The main argument of the article is that a world without gatekeepers -- a world of self-publishing -- will be even worse for readers than this one, in part because they'll be exposed to (GASP!) the slush. The following paragraph is the nadir of this arc:
Did I mention that there are a whole lot of these books? Bowker, a company that tracks industry statistics, calculated that, in 2009 alone, new titles published outside of "traditional publishing and classification definitions" numbered 764,448. Yes, you read that right: upward of three-quarters of a million books in a single year. Not all of those books were intended for a general readership, but if, say, two-thirds of them were, you could just barely manage to read the first page of every single one of them in the course of year -- provided you also gave up eating, sleeping and bathing. (I calculate about one page per minute; your mileage may, of course, vary.) And this is the situation even in the days before we've come close to hitting the crest of the new, technology-driven self-publishing boom.While tech utopians need to get a grip -- it's likely that the future will feature a wider array of publishing opportunities and strategies, but deeply unlikely that gatekeepers will disappear or even change too significantly in how they do business -- Miller is exhibiting an equally bizarre perspective. What could possibly have made her imagine anyone trying to do something so inane as to actually read everything published in a given year? This impulse only makes sense if you have a very silly view of reading. If you think there are X worthwhile books a year, and that they exist so that we can (and by "we" I mean the few thousand elites who can afford such a lifestyle) read them and talk about them over wine, then yes, a comprehensive understanding of what's being published must not only seem possible, but necessary. The rest of us generally live content in the knowledge that there are whole worlds beyond our knowledge, and that literature is richer for them, even if we cannot personally master them. (In fact, especially because we cannot master them.)

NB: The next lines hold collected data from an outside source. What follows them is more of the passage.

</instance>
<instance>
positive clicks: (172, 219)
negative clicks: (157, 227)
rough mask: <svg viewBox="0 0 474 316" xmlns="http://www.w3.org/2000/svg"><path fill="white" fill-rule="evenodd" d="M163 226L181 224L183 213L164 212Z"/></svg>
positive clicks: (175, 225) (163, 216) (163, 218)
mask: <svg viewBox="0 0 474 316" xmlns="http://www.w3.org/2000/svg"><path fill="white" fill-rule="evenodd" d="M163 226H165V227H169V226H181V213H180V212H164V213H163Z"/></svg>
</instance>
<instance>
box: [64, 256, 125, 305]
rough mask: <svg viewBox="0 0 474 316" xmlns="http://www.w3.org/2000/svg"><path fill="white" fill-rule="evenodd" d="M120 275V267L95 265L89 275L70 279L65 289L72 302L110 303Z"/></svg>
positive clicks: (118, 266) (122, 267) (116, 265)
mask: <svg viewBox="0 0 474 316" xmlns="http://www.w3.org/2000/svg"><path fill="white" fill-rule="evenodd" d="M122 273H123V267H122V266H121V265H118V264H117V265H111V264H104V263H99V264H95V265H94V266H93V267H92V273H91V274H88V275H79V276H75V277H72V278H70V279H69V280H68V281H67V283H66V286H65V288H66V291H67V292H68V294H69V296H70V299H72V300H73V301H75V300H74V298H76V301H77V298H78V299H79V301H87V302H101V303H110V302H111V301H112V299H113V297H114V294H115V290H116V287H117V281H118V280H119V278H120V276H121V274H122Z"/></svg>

In a world where self-publishing is common, things will go on much as they did before: only our spouses and close friends will read our novels, our mothers will pretend to, and our grandparents will be proud (in a very abstract way) we made the effort. The average reader will not contend with the slush or anything like it. Those who choose to do so, however, should be humbled by the vastness of human endeavor, rather than snidely clucking and thumbing their noses at those who had the gall to try and make something beautiful before the grave. If they haven't got the energy, the humility, or the empathetic capacity to manage such things, they should probably keep it to themselves.